L'Aquila-Pisa, il Punto Tecnico

 di Black Dog Twitter:   articolo letto 1118 volte
L'Aquila-Pisa, il Punto Tecnico

IL CINISMO DA SQUADRA AMBIZIOSA che fin qui era emerso soltanto nelle primissime giornate, la tattica del fuorigioco applicata con coraggio e puntualità, la sofferenza palesata una volta persa palla: questo ha narrato L’Aquila-Pisa.

MESTIERE E’ quello che mostrano i nerazzurri nei momenti chiave della partita. Ben sintetizzato dall’1-0: Iori batte una punizione a sorpresa con tocco corto per lo scatto di Sini, che ha liberta perché Paci in barriera con le buone e con le cattive frena due avversari; forse su uno commette fallo ma ai giocatori esperti che provengono da categoria superiore si chiede anche tali  furbizie, in particolar modo nelle partite nelle quali forse ti giochi una stagione. Oltre alla rete dell’1-0 ci sono anche le punizioni guadagnate da Iori sull’1-1 quando il Pisa ballava un po’ e i falli tattici di Lisuzzo e Morrone molto lontano dalla porta una volta tornati in vantaggio.

ATTENTI Sono i nerazzurri nell’applicare la tattica del fuorigioco soprattutto sull’1-1, a dimostrazione che la vittoria a L’Aquila non nasce solo da situazioni estemporanee. Sull’1-1 tre volte rapide azioni dei rossoblù abruzzesi vengono vanificate dai puntuali movimenti in avanti della difesa in blocco (solo una volta sbaglia Dicuonzo, che però ha il merito di rimanere appiccicato a Sandomenico).

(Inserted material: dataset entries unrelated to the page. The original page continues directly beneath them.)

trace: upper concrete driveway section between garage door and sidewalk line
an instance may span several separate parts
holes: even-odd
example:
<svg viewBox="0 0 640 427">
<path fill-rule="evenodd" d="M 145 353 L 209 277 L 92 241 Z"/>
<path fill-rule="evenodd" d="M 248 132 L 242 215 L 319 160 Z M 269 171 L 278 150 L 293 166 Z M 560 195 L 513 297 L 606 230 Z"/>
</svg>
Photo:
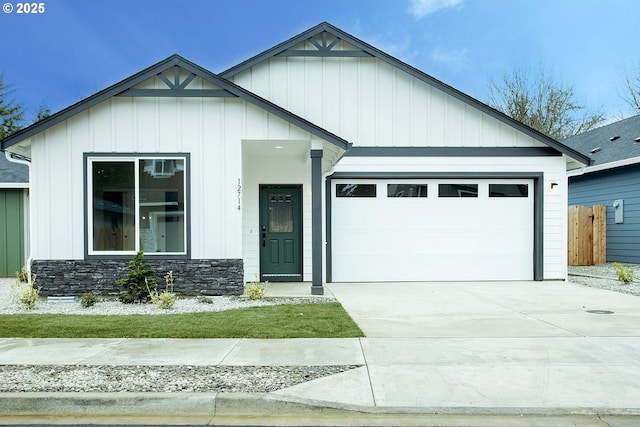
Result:
<svg viewBox="0 0 640 427">
<path fill-rule="evenodd" d="M 561 281 L 330 283 L 327 289 L 368 338 L 640 336 L 639 297 Z"/>
</svg>

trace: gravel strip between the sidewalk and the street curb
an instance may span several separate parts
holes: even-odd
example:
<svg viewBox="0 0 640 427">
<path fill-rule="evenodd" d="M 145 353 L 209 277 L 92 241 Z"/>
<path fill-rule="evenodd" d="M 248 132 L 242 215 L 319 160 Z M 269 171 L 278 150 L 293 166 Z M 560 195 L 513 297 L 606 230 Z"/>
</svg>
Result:
<svg viewBox="0 0 640 427">
<path fill-rule="evenodd" d="M 357 367 L 0 365 L 0 393 L 268 393 Z"/>
</svg>

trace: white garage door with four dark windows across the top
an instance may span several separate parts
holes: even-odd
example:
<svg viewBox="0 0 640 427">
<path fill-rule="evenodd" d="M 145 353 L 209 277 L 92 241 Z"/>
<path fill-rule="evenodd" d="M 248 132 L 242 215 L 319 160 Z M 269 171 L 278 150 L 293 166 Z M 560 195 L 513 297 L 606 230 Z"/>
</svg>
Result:
<svg viewBox="0 0 640 427">
<path fill-rule="evenodd" d="M 533 279 L 533 180 L 334 180 L 332 280 Z"/>
</svg>

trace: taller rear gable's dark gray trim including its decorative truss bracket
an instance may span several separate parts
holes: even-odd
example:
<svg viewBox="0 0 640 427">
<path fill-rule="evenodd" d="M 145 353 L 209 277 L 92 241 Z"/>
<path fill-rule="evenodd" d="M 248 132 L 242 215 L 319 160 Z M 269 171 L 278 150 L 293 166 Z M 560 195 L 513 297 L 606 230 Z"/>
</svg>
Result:
<svg viewBox="0 0 640 427">
<path fill-rule="evenodd" d="M 332 48 L 335 46 L 335 43 L 327 44 L 327 39 L 326 39 L 327 35 L 331 35 L 339 40 L 344 40 L 348 44 L 356 47 L 358 50 L 346 50 L 346 51 L 332 50 Z M 317 36 L 322 36 L 322 42 L 319 43 L 315 40 Z M 300 50 L 293 49 L 297 45 L 306 41 L 310 41 L 317 48 L 317 51 L 314 51 L 314 50 L 300 51 Z M 535 138 L 536 140 L 556 149 L 557 151 L 563 154 L 566 154 L 567 156 L 581 163 L 584 163 L 587 165 L 589 164 L 589 161 L 590 161 L 589 157 L 585 156 L 583 153 L 580 153 L 570 147 L 567 147 L 566 145 L 556 141 L 555 139 L 549 138 L 548 136 L 536 131 L 535 129 L 532 129 L 529 126 L 526 126 L 525 124 L 512 119 L 511 117 L 488 106 L 487 104 L 480 102 L 477 99 L 463 92 L 460 92 L 459 90 L 441 82 L 440 80 L 437 80 L 436 78 L 418 70 L 417 68 L 414 68 L 411 65 L 406 64 L 400 61 L 399 59 L 394 58 L 393 56 L 371 46 L 370 44 L 367 44 L 362 40 L 359 40 L 356 37 L 348 33 L 345 33 L 344 31 L 334 27 L 328 22 L 323 22 L 283 43 L 280 43 L 277 46 L 272 47 L 271 49 L 268 49 L 250 59 L 247 59 L 246 61 L 234 67 L 231 67 L 226 71 L 223 71 L 222 73 L 220 73 L 220 76 L 226 79 L 231 78 L 234 75 L 241 73 L 242 71 L 248 68 L 251 68 L 260 62 L 266 61 L 269 58 L 272 58 L 274 56 L 303 56 L 303 55 L 304 56 L 328 56 L 328 57 L 339 57 L 339 56 L 375 57 L 406 72 L 407 74 L 419 80 L 422 80 L 430 84 L 433 87 L 436 87 L 437 89 L 445 92 L 446 94 L 482 111 L 483 113 L 486 113 L 489 116 L 513 128 L 516 128 L 517 130 Z"/>
</svg>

E sulle due reti annullate ai locali l’azzardo del Pisa è alto ma vincente, rischioso ma studiato con attenzione in allenamento (seppure in un’occasione fortunato grazie all’ausilio del palo). Sull’1-1 Misuraca è molto sveglio a staccarsi dal palo, mentre sull’1-2 è Arma che intuisce di fare un passo avanti per isolare Perna.

ARRANCANTI Sono i centrocampisti del Pisa quando la squadra in attacco perde il possesso (anche per una manovra che rimane com passata il più delle volte). Non ci sono colpe specifiche (Misuraca si è sacrificato molto) ma nella prima metà del secondo tempo la squadra di Piero Braglia non è stata stretta tra i reparti e L’Aquila ne ha approfittato per veloci ribaltamenti di fronte nei quali ha tenti palla per circa 50 metri. Urge un mediano di sostanza per non mortificare la qualità della formazione nerazzurra.